Despite sabre rattling from some, Brits are actually quite evenly split on whether to give Spain more of a say over The Rock in return for better trading terms
Last weekend’s news was dominated by sabre rattling aimed at Spain over the future of Gibraltar, following revelations that the EU’s draft negotiating document proposed an effective veto for Spain over the terms of the UK’s Brexit deal applying to Gibraltar.
It was seen by some as an attempt by Spain to gain leverage over the Brexit negotiations and try to gain more influence over the territory. The spat culminated with former Tory leader Michael Howard drawing allusions to Mrs Thatcher’s military retaking of the Falkland Islands.
But for all the bellicose bluster, in targeting Gibraltar Spain seems to have hit upon a potentially effective tactic.
A new YouGov survey shows that one in three Brits would be willing to cede at least some sovereignty over Gibraltar to Spain in order to get a “much better” Brexit deal for the UK. A slightly higher proportion (37%) would not countenance such a move, whilst 30% don’t know.
The Brits most staunchly opposed to swapping sovereignty for better trade terms were UKIP voters (56%), the over-60s (54%), Conservative voters (49%) and Leave voters (48%).
By contrast, SNP voters (44%), Remain voters (41%), and under-25s (41%) were the most willing to consider giving Spain more of a say over The Rock in order to get a better Brexit deal.
Who should have sovereignty over Gibraltar in the first place?

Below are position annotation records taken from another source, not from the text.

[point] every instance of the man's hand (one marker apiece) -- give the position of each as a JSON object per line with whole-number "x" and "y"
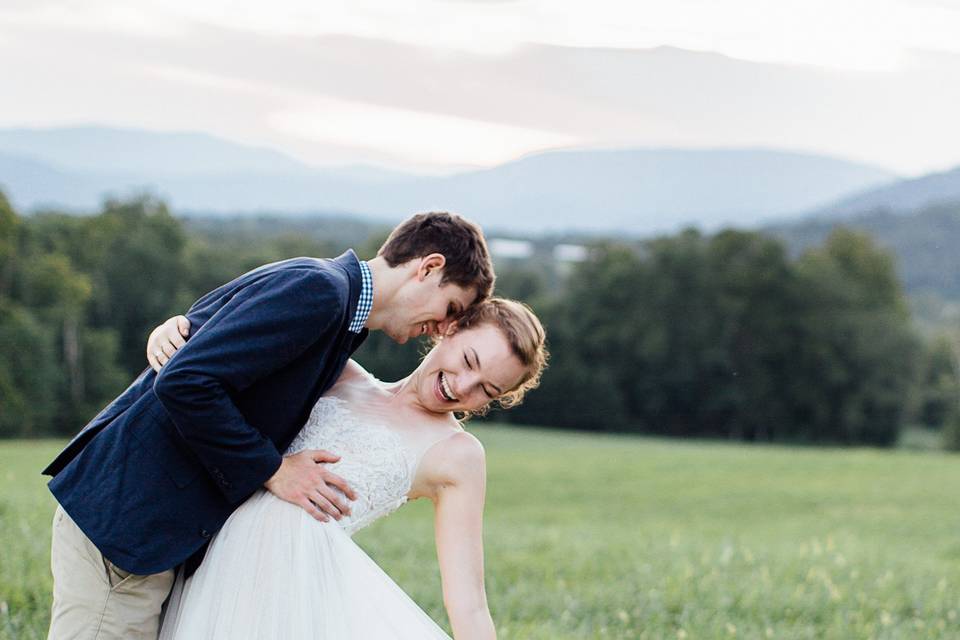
{"x": 303, "y": 480}
{"x": 166, "y": 339}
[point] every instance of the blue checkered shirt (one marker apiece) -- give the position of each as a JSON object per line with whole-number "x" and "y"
{"x": 365, "y": 303}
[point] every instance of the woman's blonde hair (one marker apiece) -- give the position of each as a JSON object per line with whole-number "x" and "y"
{"x": 523, "y": 332}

Of course, Gibraltar’s status as a British territory is controversial for some (not least the Spanish). The fact that some people would consider ceding sovereignty could be down to the fact that they think Spain should have more control over Gibraltar in the first place.
In order to test how far this is the case, YouGov also asked people how and by whom they thought the territory should be governed. The status quo option is the overwhelming favourite, with 58% of Brits say that they want Gibraltar to remain a self-governing British territory.
However, more than one in five (22%) of those who want to see Gibraltar remain a self-governing British territory would be willing to allow Spain to have greater influence for the sake of an improved Brexit deal offer from the EU.
Overall, around a fifth (19%) of Brits want Spain to have more sovereignty over Gibraltar than it does currently. Meanwhile, 8% of want Gibraltar to be a self-governing joint-British and Spanish territory, 5% want it to be a self-governing Spanish territory and 6% want to see it become Spanish again.
Unsurprisingly, for each of these groups the overwhelming majority – between 69% and 77% – said they would be willing to pass sovereignty of Gibraltar over to Spain for a better trade deal.